Hi all,
I know that this has been posted before in various formats, but I have symptoms and a fix, so hence the new thread...
The Dell Poweredge server is connected using an APC serial cable and has been running flawlessly for about 9 months now.
SYMPTOM:
Shortly after a YUM update (Dec 02 11:45:58 Updated: e-smith-nutUPS.noarch 2.0.0-1.el4.sme) my APC SmartUPS decided to give problems, popping on and off line until it exhausted it's battery.
The messages log gives no indications of anything untoward pre and post reboot.
Original config:
config show nut
nut=service
Device=/dev/ttyS0
MasterPass=<snip>
Model=apcsmart
SlavePass=<snip>
Type=7
status=enabled
Odd things is that there is nothing untoward in the log files until:
Dec 8 01:43:01 sylvie upsmon[3959]: UPS UPS@localhost on battery
Dec 8 01:43:01 sylvie wall[10673]: wall: user nut broadcasted 1 lines (30 chars)

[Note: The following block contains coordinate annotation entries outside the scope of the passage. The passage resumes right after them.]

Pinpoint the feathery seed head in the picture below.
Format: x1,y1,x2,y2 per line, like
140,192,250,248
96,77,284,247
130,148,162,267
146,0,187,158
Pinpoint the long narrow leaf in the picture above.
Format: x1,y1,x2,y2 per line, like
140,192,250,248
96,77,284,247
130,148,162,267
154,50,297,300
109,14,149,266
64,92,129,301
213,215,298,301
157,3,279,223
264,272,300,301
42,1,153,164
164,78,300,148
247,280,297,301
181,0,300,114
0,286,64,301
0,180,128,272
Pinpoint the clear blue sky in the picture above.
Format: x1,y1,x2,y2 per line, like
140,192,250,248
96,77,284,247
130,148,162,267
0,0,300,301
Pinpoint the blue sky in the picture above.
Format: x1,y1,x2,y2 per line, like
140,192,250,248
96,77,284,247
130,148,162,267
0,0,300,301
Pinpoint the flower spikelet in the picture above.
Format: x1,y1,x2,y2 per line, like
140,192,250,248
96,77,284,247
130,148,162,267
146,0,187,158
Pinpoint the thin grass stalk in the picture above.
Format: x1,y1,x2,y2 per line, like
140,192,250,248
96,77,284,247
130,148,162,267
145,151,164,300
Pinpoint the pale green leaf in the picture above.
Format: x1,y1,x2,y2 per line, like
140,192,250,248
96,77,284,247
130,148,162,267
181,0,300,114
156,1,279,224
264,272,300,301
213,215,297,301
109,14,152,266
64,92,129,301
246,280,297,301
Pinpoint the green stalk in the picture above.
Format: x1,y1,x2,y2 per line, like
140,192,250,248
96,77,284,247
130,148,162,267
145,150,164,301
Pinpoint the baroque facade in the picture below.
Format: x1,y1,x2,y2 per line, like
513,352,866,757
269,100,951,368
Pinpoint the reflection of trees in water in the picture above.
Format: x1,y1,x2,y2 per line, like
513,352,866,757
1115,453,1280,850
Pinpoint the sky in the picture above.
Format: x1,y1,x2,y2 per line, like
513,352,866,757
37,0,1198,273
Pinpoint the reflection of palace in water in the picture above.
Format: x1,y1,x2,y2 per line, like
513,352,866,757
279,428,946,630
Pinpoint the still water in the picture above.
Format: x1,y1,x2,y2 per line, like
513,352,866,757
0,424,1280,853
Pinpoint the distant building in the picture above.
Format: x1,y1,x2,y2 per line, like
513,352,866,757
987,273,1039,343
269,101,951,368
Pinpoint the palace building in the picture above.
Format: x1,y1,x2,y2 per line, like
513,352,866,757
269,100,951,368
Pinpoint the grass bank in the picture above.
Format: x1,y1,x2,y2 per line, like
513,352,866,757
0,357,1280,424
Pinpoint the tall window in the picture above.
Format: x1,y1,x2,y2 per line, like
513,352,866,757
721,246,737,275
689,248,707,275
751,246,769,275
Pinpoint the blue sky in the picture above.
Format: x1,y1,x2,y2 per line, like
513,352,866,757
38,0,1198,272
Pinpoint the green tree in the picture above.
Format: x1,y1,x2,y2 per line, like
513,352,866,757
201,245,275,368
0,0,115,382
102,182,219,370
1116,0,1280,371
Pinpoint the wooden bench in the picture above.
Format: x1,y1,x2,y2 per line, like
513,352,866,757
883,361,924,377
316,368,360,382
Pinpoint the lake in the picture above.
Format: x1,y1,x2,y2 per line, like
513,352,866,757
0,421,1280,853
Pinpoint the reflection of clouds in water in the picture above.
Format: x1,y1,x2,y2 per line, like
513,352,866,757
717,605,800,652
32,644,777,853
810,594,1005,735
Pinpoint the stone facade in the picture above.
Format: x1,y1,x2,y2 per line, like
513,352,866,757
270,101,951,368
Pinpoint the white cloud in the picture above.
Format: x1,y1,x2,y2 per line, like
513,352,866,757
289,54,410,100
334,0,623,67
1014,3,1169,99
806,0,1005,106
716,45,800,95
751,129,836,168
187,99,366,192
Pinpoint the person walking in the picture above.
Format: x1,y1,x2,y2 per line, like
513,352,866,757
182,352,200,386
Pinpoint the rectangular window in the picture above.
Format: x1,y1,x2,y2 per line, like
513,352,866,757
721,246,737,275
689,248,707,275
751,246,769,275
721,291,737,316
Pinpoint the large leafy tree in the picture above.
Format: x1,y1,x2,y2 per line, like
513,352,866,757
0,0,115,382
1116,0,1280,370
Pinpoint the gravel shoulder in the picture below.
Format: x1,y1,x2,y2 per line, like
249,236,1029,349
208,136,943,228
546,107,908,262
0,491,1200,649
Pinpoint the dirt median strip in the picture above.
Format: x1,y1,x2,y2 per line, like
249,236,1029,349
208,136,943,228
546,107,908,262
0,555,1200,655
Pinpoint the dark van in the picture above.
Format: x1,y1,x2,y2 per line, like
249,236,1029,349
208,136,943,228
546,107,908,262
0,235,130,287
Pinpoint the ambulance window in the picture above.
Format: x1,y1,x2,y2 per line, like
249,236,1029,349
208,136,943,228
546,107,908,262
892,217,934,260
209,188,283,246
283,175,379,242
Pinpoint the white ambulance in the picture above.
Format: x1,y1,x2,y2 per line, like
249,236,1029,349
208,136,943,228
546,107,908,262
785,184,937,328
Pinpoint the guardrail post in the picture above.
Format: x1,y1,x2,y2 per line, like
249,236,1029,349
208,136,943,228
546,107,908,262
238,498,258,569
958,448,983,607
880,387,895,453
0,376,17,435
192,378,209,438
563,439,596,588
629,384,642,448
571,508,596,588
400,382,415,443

Dec 8 01:43:36 sylvie upsmon[3959]: UPS UPS@localhost on line power
Dec 8 01:43:36 sylvie wall[10681]: wall: user nut broadcasted 1 lines (33 chars)
Dec 8 03:49:10 sylvie upsmon[3959]: UPS UPS@localhost on battery
Dec 8 03:49:10 sylvie wall[11802]: wall: user nut broadcasted 1 lines (30 chars)
Dec 8 04:31:56 sylvie upsmon[3959]: UPS UPS@localhost on line power
Dec 8 04:31:56 sylvie wall[7905]: wall: user nut broadcasted 1 lines (33 chars)
Dec 8 04:34:36 sylvie upsmon[3959]: UPS UPS@localhost on battery
Dec 8 04:34:36 sylvie wall[7922]: wall: user nut broadcasted 1 lines (30 chars)
Dec 8 04:34:46 sylvie upsmon[3959]: UPS UPS@localhost on line power
Dec 8 04:34:46 sylvie wall[7930]: wall: user nut broadcasted 1 lines (33 chars)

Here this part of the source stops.